There was a fantastic (and ongoing) discussion on an email list for aspiring UU ministers recently about issues of ordination. What does it mean to be ordained and to be a minister?

Now, as such things often go, this discussion didn’t start out about ordination per se. Rather, there was a question about the appropriateness of not-yet-ordained people wearing particular vestments (that’s religious clothing). Should a seminarian interning at a UU church but not yet an ordained minister wear a clergy stole or a robe?

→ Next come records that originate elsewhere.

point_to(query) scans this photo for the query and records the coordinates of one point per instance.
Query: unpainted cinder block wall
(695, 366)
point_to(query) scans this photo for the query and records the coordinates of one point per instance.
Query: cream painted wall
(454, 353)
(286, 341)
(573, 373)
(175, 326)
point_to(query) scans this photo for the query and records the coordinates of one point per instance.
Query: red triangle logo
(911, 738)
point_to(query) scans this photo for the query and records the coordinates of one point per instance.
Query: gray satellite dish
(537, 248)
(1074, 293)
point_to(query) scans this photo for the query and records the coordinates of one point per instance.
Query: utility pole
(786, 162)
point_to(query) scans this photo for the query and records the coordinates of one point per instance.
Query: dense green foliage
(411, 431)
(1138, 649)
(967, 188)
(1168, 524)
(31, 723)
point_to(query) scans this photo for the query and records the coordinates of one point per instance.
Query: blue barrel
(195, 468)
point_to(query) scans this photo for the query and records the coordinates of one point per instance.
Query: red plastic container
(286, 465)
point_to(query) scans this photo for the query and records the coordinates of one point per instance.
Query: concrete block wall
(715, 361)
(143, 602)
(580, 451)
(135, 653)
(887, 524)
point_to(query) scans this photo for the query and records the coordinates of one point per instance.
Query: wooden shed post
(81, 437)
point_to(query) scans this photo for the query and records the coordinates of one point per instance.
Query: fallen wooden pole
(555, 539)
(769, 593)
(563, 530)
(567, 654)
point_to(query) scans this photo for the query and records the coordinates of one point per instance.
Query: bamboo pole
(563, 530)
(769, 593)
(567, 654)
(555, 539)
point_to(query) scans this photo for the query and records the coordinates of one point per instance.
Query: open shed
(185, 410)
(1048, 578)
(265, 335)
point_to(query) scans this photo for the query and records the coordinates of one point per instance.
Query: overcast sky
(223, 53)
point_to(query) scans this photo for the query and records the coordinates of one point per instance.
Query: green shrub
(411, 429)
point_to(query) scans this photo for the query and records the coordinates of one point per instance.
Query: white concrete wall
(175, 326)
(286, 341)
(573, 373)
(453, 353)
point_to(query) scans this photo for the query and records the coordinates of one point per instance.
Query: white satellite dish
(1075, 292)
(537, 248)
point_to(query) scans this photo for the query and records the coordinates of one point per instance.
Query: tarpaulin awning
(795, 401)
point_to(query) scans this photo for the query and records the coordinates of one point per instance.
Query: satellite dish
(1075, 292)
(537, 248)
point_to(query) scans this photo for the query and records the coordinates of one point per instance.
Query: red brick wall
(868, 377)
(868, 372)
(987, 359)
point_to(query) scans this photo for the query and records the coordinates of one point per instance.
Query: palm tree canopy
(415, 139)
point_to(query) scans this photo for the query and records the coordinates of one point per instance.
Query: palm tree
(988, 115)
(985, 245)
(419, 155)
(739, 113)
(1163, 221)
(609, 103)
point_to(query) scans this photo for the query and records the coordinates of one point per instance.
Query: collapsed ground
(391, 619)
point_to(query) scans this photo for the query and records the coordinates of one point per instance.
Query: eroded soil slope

In true UU fashion, I have several answers to this. Traditionally, stoles have been worn only by ordained clergy, and this cuts across a number of traditions. So no, only ordained clergy should wear stoles. But it depends, I suppose, on what stoles represent and what ordination means, which is quickly where the discussion went. Soon, the discussion jumped from what we should wear to what it means to be ordained.

I think it all comes down to what you think about ordination—and what you think about ministry. These are issues about which Unitarian Universalists have many views, and no views at all for some. Is the minister just an officer of the church, assigned to make sure worship happens and supervise the staff, make sure the bills get paid and teach the occasional adult ed class—are they called only to that set of tasks a church assigns them? In short, are we non-profit executives assigned to a specific job for a given time? I pray not.

I believe that we have a calling, and it is to more than just a given job at a given church. It is a calling to be leaders unto the church universal, which stretches across all time and space. This is not to be entered into lightly, and it is something that stays with you forever, I believe. This is different from the ministry positions we may hold. Yes, ministers are called to a specific job, whether it be in a congregation or another setting. And in our polity, congregations are the body that ordains. But these aren’t always the same thing. Ordination is a recognition of a person’s call to ministry to the church universal, and our process for calling a minister, and then installing him or her is what brings one to a specific vision.

My calling is to service where and when the Spirit tells me, and when (if?) I am ordained one day, the community’s affirmation of that call will be meaningful, especially as I place a stole on for the first time. But my calling will not just to be to that particular church, but to all of our churches.

So, tell me, what is ordination to you?